We picture power as a switch. Someone at the top flips it, and the thing happens. That picture is almost always wrong.

Real power is a relay. An order at the top has to travel down a line of people and rules and machinery — a treasury official who has to find the legal authority, a customs system that has to be reprogrammed, a trade agreement that has to be reopened, allies who have to agree. Each link in that chain is a hand that has to move. If any one of them can’t move, or won’t, the order stops there. It becomes a sentence that was said, not a thing that was done.

The person giving the order often can’t see the chain. From the top, it feels like flipping a switch — you speak, and surely it happens. From inside the chain, it looks completely different: a demand arrives that the machinery in front of you simply cannot carry out. Both people are being honest. They’re just standing at different ends of the same relay, and neither can see the whole of it.

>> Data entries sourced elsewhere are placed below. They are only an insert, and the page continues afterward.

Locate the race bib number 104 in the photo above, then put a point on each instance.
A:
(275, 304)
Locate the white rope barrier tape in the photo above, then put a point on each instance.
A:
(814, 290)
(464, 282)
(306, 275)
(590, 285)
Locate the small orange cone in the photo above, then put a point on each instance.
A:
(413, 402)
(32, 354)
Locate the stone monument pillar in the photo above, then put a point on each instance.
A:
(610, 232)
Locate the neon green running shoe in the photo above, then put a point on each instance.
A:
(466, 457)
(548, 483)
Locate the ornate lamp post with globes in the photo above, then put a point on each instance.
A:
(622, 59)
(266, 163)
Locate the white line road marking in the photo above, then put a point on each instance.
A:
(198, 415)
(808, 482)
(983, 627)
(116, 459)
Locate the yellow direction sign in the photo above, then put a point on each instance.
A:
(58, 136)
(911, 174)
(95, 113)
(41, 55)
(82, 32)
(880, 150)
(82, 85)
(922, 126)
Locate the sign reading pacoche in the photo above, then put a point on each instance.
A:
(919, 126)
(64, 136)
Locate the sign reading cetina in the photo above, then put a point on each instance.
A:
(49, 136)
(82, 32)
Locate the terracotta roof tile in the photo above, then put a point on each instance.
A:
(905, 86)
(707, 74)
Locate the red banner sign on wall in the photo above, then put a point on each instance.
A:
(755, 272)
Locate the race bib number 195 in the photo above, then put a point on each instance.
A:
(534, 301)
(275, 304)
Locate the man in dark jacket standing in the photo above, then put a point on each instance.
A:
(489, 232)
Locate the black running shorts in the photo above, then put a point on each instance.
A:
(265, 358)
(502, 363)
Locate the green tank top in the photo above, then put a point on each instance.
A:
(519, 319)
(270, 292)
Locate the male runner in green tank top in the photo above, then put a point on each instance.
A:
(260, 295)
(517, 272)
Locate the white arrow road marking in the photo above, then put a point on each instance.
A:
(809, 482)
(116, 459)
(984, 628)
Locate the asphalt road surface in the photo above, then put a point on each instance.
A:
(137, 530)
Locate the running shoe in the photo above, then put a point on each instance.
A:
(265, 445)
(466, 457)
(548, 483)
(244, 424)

Why the loudest orders are often the emptiest

Here’s the part worth holding onto. The size of a declaration tells you very little about whether it can happen.

Sometimes the biggest, most sweeping commands are the ones with the least machinery behind them — precisely because a leader who had a working lever would usually just pull it quietly. You don’t announce a thing you can simply do; you do it. The announcement is often what’s left when the lever is missing. The words carry the weight the mechanism can’t.

So a booming order can be weaker than a quiet memo. The quiet memo has a signed authority and a system waiting to obey. The booming order has a room of cameras and a door that won’t open. If you judge power by volume, you’ll misjudge it constantly.

Who this reaches, far from the room

This isn’t a puzzle for heads of state. You are inside the same relay, at both ends of it, every day.

When your government announces a policy, what reaches you months later is not the announcement — it’s whatever survived the chain of agencies, budgets and rules between the podium and your street. Plenty of loud promises die quietly in that chain; a few dull ones reshape your life. When a company you work for declares a new direction, the same thing happens: the plan hits the machinery of who-actually-does-the-work, and what emerges is rarely what was announced.

And you give orders too — to a contractor, a bank, an institution — and feel the gap from the giving end when nothing moves. The frustration of “I told them exactly what I needed” is the frustration of standing at the top of a relay you can’t see, assuming a switch where there’s a chain.

The shape underneath, and how little any seat sees

There’s an arrangement here that poses as plain fact. Whether a country can act alone on trade, whether a leader can move a lever or only reach for it — these feel like the natural order of things. They aren’t. Spain handed its trade key to the EU by choice, in agreements built over decades. The reach of any command is set by arrangements someone designed, long before the order was ever given. Those arrangements serve some ends and block others, and they almost never announce themselves as choices.

Seeing this doesn’t make you clever about who’s really powerful. It makes you humbler about everyone — including the person at the podium, who may know less about what they can actually do than the official standing quietly beside them. The loudest voice in the room is often the one with the least clear view of the machinery below it. No single seat, top or bottom, sees the whole relay. When you next hear an order that sounds absolute, the honest question isn’t “will they get away with it?” It’s the slower one: whose hands, out of sight of the room, would have to move for this to be real — and can they?

03 · Lab · your turn

The Relay

Rehearse how an order only becomes real if every hand in the chain below can actually move — and why the loudest command is often the one with no lever.

04 · Hope · carry this

The same chain of hands that swallows a reckless order is the one that quietly keeps the world running on the days no one is watching. Most of what holds up is held by people you'll never see, doing their part of the relay.